A group of European scientists has for the first time created miniature, pea-sized developing human brains in the lab, using stem cells.

The development has been hailed by scientists as an important step towards greater understanding of brain development and neurodevelopmental disorders such as autism and schizophrenia.

Previous attempts have been made to model human tissue from stem cells in the lab setting, and scientists have had some success with liver, pituitary glands and eye cells.

However, the complexity of the human brain made the manufacturing of brain tissue much more difficult.

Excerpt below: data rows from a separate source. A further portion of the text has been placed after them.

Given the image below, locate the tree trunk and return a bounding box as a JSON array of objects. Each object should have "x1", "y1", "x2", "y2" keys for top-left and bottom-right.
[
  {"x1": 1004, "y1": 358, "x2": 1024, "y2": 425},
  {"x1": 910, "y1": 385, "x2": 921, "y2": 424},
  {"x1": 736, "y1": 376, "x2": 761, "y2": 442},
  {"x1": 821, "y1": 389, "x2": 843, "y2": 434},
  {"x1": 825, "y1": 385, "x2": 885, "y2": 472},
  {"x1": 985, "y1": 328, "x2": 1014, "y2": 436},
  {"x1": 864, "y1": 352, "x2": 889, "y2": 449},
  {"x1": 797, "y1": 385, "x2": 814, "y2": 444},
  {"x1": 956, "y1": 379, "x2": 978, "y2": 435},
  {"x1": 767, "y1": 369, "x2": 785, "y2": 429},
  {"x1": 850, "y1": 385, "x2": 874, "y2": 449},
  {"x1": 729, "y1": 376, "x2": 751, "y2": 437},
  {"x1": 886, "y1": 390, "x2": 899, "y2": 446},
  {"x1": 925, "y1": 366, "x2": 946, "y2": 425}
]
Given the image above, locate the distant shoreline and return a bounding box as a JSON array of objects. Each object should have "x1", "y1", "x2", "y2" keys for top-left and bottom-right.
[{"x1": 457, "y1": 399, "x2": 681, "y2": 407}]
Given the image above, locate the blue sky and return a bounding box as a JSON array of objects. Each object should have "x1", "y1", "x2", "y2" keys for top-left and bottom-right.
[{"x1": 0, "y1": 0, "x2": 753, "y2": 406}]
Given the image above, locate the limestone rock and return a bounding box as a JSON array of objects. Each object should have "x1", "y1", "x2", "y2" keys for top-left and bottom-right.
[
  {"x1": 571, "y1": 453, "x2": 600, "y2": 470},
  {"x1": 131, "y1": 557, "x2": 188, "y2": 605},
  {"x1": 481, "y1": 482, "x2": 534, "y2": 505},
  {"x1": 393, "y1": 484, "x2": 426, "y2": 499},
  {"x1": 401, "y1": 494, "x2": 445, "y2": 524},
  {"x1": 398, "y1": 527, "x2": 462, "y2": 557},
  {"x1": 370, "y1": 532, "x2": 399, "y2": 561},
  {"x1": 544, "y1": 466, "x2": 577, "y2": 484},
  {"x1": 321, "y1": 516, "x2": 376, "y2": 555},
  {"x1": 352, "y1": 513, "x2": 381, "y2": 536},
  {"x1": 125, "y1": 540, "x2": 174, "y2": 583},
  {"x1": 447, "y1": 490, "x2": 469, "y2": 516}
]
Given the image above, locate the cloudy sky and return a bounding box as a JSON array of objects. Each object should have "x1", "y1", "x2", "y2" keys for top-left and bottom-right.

Previous attempts and techniques had yielded small pieces of tissue, which when put together formed a reasonable size.

However, scientists have never managed to grow the outer layers of the brain or cortex, and get the different regions successfully interacting.

In this study, details of which are published in the journal Nature this evening, the team of researchers from the Institute of Molecular Biotechnology in Vienna and the University of Bonn, used Induced Pluripotent Stem cells (IPS), derived from adult skin cells.

These cells, which have the potential to develop into a variety of human organs, were transferred into a special culture in which most types of embryonic tissue, except cells that give rise to the central nervous system, stop developing.

They then moved the cultured cells into a liquid scaffold called Matrigel, which enabled the cells to develop into much more complex tissue.

That tissue was then transferred into a spinning bioreactor, which helped them to absorb nutrients and oxygen.

The cells continued to grow for up to 12 months, to a size of 3-4mm, into what the researchers called cerebral organoids - a 3D tissue with specific characteristics of human brain development, and discrete regions that resemble different areas of a developing human brain.

However, experts say that as significant as the research is, the likelihood of being able to grow a brain in a dish remains out of reach due to the complexity of the organ.

Inside the organoids developed in the study, the regions of the brain lacked the shape, organisation and distribution seen in the developed human brain.

They also did not have a working system of blood vessels, which means their growth is restricted and also means their inner cells are oxygen and nutrient deficient.

Scientists have also warned that any potential treatments as a consequence of this type of research remain very far off.

But despite the early stage limitations, the team says the system could in time be used to study early brain development under controlled laboratory conditions.

It could also be used to assist our understanding of neurodevelopmental disorders including autism and schizophrenia.

The authors have already compared the development of healthy cerebral organoids with organoids developed from stem cells taken from a patient with microcephaly - a genetic disorder that leads to the reduced development of the brain size and severe mental disability as a result.

The researchers found the cells were much smaller in the microcephaly examples, and as a result were able to develop theory and understanding as to why people with microcephaly suffer from the illness.

Professor Frank Barry from the National University of Ireland in Galway described the research as fascinating.

He said it demonstrates the potential of stem cells in regenerative medicine.